A post office was established in Lushton in 1887, and remained in operation until it was discontinued in 1965.

==Geography==
According to the United States Census Bureau, the village has a total area of 0.14 sqmi, all land.

==Demographics==

Historical population
| Census | Pop. | Note | %± |
| 1910 | 205 |  | — |
| 1920 | 186 |  | −9.3% |
| 1930 | 148 |  | −20.4% |
| 1940 | 126 |  | −14.9% |
| 1950 | 60 |  | −52.4% |
| 1960 | 45 |  | −25.0% |
| 1970 | 34 |  | −24.4% |
| 1980 | 33 |  | −2.9% |
| 1990 | 28 |  | −15.2% |
| 2000 | 33 |  | 17.9% |
| 2010 | 30 |  | −9.1% |
| 2020 | 28 |  | −6.7% |
U.S. Decennial Census

===2010 census===
As of the census of 2010, there were 30 people, 15 households, and 10 families residing in the village. The population density was 214.3 PD/sqmi. There were 18 housing units at an average density of 128.6 /sqmi. The racial makeup of the village was 100.0% White.

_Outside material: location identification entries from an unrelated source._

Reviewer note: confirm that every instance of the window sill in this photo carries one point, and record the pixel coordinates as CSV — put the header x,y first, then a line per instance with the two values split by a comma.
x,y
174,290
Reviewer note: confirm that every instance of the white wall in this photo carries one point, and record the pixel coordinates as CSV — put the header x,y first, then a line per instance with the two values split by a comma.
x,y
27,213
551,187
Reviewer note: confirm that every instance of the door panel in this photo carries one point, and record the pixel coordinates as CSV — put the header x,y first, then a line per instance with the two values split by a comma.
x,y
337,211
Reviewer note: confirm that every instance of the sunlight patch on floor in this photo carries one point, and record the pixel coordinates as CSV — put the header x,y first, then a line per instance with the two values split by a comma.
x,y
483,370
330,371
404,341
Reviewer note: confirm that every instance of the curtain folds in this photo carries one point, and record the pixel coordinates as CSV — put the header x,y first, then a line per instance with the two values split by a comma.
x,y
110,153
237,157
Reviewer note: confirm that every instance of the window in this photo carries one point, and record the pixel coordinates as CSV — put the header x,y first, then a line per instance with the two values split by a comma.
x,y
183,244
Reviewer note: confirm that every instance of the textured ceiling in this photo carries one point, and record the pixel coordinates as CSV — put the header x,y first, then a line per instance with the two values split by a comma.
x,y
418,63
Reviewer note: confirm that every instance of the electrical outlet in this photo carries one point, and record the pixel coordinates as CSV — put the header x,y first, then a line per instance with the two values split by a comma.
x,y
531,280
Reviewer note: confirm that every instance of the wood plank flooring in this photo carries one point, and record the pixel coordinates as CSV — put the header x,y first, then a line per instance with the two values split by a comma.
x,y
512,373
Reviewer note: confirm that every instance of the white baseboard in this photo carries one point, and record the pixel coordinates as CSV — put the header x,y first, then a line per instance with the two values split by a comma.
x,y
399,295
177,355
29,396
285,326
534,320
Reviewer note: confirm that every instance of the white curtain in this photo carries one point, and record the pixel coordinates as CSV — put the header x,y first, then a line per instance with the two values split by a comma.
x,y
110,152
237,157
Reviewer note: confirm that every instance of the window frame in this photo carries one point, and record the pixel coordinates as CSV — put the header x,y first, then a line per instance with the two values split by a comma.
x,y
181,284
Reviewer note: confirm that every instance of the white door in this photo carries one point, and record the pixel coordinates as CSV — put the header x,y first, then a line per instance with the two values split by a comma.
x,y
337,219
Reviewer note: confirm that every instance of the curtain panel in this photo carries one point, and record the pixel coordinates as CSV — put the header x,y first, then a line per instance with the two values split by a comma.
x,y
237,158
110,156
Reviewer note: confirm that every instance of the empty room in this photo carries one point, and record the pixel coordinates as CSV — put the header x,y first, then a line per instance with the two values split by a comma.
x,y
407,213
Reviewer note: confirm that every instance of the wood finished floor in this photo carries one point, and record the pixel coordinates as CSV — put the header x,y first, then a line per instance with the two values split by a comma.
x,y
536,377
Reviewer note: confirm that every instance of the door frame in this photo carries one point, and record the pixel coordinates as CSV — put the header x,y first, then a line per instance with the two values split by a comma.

There were 15 households, of which 13.3% had children under the age of 18 living with them, 60.0% were married couples living together, 6.7% had a female householder with no husband present, and 33.3% were non-families. 33.3% of all households were made up of individuals, and 6.7% had someone living alone who was 65 years of age or older. The average household size was 2.00 and the average family size was 2.50.

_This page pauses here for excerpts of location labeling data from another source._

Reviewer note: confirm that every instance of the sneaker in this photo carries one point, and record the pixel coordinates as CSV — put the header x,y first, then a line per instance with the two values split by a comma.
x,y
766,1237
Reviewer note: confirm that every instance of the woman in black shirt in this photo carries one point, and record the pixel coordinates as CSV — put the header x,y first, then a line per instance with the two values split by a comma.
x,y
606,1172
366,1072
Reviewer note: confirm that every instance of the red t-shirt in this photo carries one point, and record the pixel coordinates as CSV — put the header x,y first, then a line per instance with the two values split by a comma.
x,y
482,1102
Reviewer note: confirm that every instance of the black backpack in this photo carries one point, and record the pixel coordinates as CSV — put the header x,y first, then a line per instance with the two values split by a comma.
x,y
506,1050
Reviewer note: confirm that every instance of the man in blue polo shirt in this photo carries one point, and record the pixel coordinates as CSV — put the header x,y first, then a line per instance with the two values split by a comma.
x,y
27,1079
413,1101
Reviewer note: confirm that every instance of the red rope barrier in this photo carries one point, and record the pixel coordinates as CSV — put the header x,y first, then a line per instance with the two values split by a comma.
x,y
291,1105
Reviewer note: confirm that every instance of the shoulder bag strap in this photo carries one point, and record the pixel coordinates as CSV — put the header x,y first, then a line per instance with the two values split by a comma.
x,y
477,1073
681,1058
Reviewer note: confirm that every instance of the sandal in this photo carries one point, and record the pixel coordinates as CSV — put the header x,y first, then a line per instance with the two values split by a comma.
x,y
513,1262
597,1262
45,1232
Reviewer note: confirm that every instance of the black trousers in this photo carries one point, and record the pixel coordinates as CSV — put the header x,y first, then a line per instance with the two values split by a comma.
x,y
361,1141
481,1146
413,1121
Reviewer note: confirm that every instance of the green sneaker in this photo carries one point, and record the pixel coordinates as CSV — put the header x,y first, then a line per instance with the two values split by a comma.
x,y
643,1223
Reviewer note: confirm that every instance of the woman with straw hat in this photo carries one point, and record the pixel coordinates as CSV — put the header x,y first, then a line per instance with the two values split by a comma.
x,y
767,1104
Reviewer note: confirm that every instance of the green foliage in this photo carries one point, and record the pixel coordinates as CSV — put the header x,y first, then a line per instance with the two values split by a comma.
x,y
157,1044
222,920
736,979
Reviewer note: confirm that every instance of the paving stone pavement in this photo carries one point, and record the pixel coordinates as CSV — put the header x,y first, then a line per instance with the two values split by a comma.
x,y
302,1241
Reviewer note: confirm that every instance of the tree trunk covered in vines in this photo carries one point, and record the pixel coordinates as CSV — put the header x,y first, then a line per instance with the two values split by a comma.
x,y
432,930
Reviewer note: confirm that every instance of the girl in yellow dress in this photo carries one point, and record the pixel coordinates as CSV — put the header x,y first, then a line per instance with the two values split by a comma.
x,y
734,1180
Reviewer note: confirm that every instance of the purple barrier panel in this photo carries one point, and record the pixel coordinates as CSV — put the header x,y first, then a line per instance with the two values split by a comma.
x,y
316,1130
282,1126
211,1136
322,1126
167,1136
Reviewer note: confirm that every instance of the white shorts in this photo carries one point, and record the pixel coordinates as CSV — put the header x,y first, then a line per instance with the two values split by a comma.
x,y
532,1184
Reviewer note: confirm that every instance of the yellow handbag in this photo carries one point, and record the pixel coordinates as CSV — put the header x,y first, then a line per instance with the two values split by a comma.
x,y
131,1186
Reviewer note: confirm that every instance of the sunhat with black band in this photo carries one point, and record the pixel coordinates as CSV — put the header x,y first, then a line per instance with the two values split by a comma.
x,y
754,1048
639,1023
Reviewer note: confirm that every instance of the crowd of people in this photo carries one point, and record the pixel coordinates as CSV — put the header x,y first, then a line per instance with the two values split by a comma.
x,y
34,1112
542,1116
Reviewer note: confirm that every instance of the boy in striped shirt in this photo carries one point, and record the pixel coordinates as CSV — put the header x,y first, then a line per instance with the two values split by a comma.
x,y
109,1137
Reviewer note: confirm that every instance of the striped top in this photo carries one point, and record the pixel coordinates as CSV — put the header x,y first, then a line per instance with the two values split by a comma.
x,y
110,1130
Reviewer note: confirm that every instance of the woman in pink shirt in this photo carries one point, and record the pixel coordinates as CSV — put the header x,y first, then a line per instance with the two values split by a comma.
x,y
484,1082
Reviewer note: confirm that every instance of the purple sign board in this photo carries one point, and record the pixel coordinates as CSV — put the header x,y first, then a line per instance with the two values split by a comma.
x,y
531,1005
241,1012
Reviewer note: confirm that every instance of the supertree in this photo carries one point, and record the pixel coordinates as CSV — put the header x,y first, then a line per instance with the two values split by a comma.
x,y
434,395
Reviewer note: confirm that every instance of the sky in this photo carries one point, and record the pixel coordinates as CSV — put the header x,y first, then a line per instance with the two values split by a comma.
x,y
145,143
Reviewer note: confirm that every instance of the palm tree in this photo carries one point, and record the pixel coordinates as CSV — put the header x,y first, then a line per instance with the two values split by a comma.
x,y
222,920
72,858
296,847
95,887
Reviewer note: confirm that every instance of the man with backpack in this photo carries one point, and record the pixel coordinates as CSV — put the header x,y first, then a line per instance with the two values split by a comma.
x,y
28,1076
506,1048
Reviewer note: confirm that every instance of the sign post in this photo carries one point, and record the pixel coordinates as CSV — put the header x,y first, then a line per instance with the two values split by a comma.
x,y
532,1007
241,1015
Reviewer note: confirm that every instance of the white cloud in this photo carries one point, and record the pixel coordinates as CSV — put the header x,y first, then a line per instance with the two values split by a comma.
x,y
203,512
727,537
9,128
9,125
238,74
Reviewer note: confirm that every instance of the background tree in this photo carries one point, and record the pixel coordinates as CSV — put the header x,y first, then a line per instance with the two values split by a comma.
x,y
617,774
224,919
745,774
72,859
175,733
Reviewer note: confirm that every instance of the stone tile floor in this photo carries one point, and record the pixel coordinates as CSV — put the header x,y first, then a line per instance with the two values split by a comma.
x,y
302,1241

The median age in the village was 51 years. 13.3% of residents were under the age of 18; 0.1% were between the ages of 18 and 24; 23.4% were from 25 to 44; 26.6% were from 45 to 64; and 36.7% were 65 years of age or older. The gender makeup of the village was 56.7% male and 43.3% female.

===2000 census===
As of the census of 2000, there were 33 people, 16 households, and 12 families residing in the village. The population density was 232.9 PD/sqmi. There were 17 housing units at an average density of 120.0 /sqmi. The racial makeup of the village was 100.00% White.

There were 16 households, out of which 6.3% had children under the age of 18 living with them, 62.5% were married couples living together, 6.3% had a female householder with no husband present, and 25.0% were non-families. 25.0% of all households were made up of individuals, and 6.3% had someone living alone who was 65 years of age or older. The average household size was 2.06 and the average family size was 2.42.

In the village, the population was spread out, with 12.1% under the age of 18, 21.2% from 25 to 44, 48.5% from 45 to 64, and 18.2% who were 65 years of age or older. The median age was 56 years. For every 100 females, there were 120.0 males. For every 100 females age 18 and over, there were 93.3 males.

As of 2000 the median income for a household in the village was $31,250, and the median income for a family was $43,750. Males had a median income of $22,500 versus $22,500 for females. The per capita income for the village was $17,726. None of the population and none of the families were below the poverty line.